Par Emmanuel Marino Bruno
P-au-P, 23 juillet 2025 [AlterPresse] --- La plateforme Groupe d’appui aux rapatriés et refugiés (Garr) pointe un système de corruption en République Dominicaine, qui encourage l’immigration irrégulière de migrantes et migrants haïtien.ne.s sur le territoire voisin, dans une note dont a pris connaissance l’agence en ligne AlterPresse.
Elle invite les deux pays à faire front commun, pour lutter contre la migration irrégulière, qui alimente les pratiques de traite et de trafic d’êtres humains.
La plateforme Garr encourage aussi les gouvernements des 2 pays à réfléchir sur la mise en œuvre des programmes de migration régulière, sûre et ordonnée, profitables aux deux nations.
Ces appels de la plateforme Garr interviennent après une étude sur la main-d’œuvre étrangère dans les branches de la construction en République Dominicaine, menée par Marina Ortiz Rita Mena et reprise par plusieurs médias dominicains.
Cette enquête révèle combien des ouvriers migrants haïtiens ont payé jusqu’à 17, 000.00 pesos (Ndlr : US $ 1.00 = 135.00 gourdes ; 1 euro = 154.00 gourdes ; 1 dollar canadien = 97.00 gourdes ; 1 peso dominicain = 2.40 gourdes aujourd’hui) à des entreprises dominicaines pour pouvoir retourner travailler après avoir été déportés.
Elle signale des pratiques d’extorsion, exercées à l’encontre de ces travailleurs par des agents de la migration se présentant sur les chantiers de construction les jours de paie.
Ces agents de la migration dominicaine exigent entre 7,000.00 et 10,000.00 pesos par personne, en brandissant la menace de la déportation, révèle l’etude.
Loin d’être un poids pour la République Dominicanie, l’immigration haïtienne en terre voisine représente une manne sur laquelle bon nombre de secteurs se gavent, souligne la plateforme Garr.

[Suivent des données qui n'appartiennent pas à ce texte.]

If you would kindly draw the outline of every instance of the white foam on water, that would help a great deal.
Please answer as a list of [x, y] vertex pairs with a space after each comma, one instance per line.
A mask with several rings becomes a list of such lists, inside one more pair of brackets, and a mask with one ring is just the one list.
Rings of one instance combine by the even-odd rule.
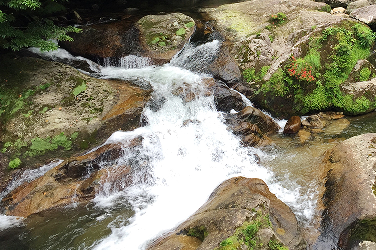
[[36, 180], [62, 162], [62, 160], [57, 160], [39, 168], [25, 170], [20, 176], [15, 177], [8, 184], [5, 190], [0, 193], [0, 200], [12, 190], [14, 190], [22, 184], [25, 182], [30, 182]]
[[0, 231], [22, 225], [24, 218], [0, 214]]
[[[239, 139], [227, 130], [213, 96], [203, 94], [206, 87], [202, 80], [207, 76], [173, 65], [102, 70], [105, 78], [147, 82], [154, 90], [152, 98], [163, 102], [156, 111], [145, 109], [147, 126], [116, 132], [107, 141], [126, 145], [142, 136], [142, 149], [136, 156], [125, 154], [123, 161], [131, 162], [133, 157], [142, 163], [133, 178], [134, 185], [124, 186], [122, 190], [103, 188], [97, 194], [96, 206], [110, 206], [126, 200], [135, 214], [127, 226], [111, 227], [111, 234], [95, 249], [145, 248], [153, 239], [187, 218], [219, 184], [234, 176], [263, 180], [279, 198], [289, 206], [296, 204], [292, 206], [294, 210], [310, 216], [306, 212], [309, 206], [297, 206], [309, 202], [305, 196], [299, 200], [299, 186], [290, 183], [292, 188], [283, 188], [272, 173], [257, 163], [254, 156], [259, 152], [241, 146]], [[181, 93], [186, 90], [194, 93], [193, 100], [184, 101]]]

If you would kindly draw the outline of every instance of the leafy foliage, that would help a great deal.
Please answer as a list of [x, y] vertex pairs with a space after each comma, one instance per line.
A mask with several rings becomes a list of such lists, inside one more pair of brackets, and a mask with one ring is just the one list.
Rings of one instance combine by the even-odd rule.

« Beaucoup d’entreprises font venir des migrantes et migrants en situation irrégulière, les embauchent en les sous-payant ; les obligeant à travailler sur des chantiers à risques, sans équipements de protection, sans protection sociale ».
De plus, ces travailleuses et travailleurs haïtien.ne.s sont victimes régulièrement d’actes racistes et xénophobes.
La plateforme Garr dénonce un trafic, qui s’organise via des réseaux de passeurs impliquant des civils haïtiens et militaires dominicains.
Au cours du mois de juillet 2025, 4 militaires dominicains actifs, impliqués dans un réseau de trafic de migrantes et migrants haïtien,ne.s, ont été condamnés à environ 15 ans de prison par la justice dominicaine, rappelle la plateforme Garr.
Des agents de la migration dominicaine exploitent la vulnérabilité des ressortissantes et ressortissants haïtien.ne.s, en leur extorquant de l’argent par divers moyens, notamment à travers la vente frauduleuse de visas, à l’époque où ceux-ci étaient encore délivrés aux citoyennes et citoyens haïtiens, condamne la plateforme Groupe d’appui aux rapatriés et réfugiés. [emb rc apr 23/07/2025 14:30]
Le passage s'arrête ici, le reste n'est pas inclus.